雌激素是乳腺癌的危险因素，但其在该疾病发生中的具体机制尚未阐明。本研究借助雌激素介导的MCF-10F细胞（MCF-10F cells）恶性转化模型，解析伴随进行性转化表型、最终导向致瘤过程的基因组结构与基因表达时序性变化。 本研究从MCF10F、trMCF（经70nM 17β-雌二醇（17-beta estradiol）转化的MCF-10F细胞）、bsMCF（经博登小室（Boyden chamber）筛选的致瘤性trMCF细胞）、bcMCF（bsMCF的克隆株）以及caMCF（在重症联合免疫缺陷（Severe Combined Immunodeficiency, SCID）小鼠体内生长的bsMCF来源的肿瘤细胞）中提取基因组DNA与总RNA。 本研究采用Affymetrix 100k单核苷酸多态性（Single Nucleotide Polymorphism, SNP）芯片与HG-U133_Plus_2芯片分别开展基因分型与基因表达谱分析。 染色体拷贝数改变与杂合性缺失呈进行性发展。
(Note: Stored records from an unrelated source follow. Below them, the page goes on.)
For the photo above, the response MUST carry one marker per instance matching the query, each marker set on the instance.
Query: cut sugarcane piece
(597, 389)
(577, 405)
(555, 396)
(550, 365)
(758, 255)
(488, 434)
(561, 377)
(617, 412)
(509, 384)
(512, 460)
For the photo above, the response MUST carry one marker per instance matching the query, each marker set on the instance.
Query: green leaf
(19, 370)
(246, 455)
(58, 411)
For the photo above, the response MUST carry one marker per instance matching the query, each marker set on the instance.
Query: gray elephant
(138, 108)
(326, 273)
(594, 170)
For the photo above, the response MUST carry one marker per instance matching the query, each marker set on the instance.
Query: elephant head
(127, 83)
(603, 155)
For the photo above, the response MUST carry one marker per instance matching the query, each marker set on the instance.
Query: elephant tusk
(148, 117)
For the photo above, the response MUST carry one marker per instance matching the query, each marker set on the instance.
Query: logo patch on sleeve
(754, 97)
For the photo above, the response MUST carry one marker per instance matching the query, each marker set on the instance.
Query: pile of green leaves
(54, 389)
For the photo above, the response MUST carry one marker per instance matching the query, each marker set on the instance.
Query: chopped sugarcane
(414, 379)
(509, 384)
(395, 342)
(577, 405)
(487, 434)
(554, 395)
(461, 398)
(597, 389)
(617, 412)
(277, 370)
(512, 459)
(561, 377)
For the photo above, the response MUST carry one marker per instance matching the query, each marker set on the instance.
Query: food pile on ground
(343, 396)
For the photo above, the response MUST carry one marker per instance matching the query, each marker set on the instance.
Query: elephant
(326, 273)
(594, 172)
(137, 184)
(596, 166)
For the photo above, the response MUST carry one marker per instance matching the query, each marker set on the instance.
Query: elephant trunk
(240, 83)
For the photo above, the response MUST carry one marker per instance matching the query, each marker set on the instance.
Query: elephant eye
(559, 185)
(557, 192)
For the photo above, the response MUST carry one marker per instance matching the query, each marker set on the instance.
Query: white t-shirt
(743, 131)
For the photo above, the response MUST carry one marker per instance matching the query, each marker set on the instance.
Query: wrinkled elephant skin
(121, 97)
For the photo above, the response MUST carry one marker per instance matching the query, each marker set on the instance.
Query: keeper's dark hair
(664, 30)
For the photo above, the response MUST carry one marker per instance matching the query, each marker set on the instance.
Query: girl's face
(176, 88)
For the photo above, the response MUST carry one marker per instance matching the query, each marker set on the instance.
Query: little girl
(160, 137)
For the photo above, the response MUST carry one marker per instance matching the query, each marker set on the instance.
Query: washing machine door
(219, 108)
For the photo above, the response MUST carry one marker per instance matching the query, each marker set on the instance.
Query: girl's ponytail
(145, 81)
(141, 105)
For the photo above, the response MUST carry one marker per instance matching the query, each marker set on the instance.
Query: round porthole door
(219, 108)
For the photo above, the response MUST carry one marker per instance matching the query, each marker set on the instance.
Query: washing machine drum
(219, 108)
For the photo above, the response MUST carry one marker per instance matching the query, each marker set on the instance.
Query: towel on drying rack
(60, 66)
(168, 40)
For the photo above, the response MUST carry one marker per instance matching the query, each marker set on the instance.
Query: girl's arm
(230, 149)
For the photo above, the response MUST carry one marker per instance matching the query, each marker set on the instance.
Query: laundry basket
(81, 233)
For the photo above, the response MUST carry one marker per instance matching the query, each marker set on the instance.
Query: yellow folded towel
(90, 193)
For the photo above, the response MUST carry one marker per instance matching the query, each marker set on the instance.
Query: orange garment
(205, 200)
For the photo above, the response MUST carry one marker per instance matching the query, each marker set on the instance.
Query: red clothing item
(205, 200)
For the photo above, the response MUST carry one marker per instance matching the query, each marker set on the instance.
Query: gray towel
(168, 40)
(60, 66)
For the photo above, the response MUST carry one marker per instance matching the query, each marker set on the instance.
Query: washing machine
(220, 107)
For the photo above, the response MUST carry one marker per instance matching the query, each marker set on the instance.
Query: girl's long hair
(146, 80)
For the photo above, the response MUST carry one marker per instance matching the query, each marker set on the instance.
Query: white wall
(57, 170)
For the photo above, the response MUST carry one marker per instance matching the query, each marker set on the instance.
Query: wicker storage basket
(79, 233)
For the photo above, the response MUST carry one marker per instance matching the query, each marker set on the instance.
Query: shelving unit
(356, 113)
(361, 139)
trMCF10F细胞中极少观察到显著基因组改变，最早的改变为1号染色体短臂1p36.12-1p36.21区域的拷贝数增加。 在bsMCF及其亚克隆bcMCF中，额外出现的拷贝数增加区域包括1号染色体短臂1p36.12-1pter、5号染色体长臂5q21.1-5q35.3以及13号染色体长臂13q21.32-13q34；同时检测到4号染色体与8号染色体短臂8p11.1-8p23.1区域的拷贝数缺失。 在caMCF细胞中，额外出现的拷贝数缺失区域包括3号染色体短臂3p12.1-3p14.1、9号染色体短臂9p22.1-9p24.3以及18号染色体长臂18q11.2-18q23。 通过微阵列分析，本研究在部分案例中得以缩小目标区域范围，并明确其关联的候选癌基因。 本研究观察到的进行性基因组改变，结合低分化腺癌的肿瘤表型，提示存在一条与人类乳腺癌发生相关的共同潜在机制，同时为雌激素具有诱变作用并早期参与乳腺癌发生进程提供了新的佐证。 关键词：细胞类型比较 实验设计概述：本研究采用70nM 17β-雌二醇转化人MCF-10F细胞，通过博登小室筛选获得转化细胞；将筛选后的细胞接种至SCID小鼠体内，同时进行克隆扩增。收获小鼠体内生长的肿瘤并建立细胞培养体系。从各阶段的细胞系中提取基因组DNA与总RNA，用于100K SNP基因分型与基因表达微阵列检测。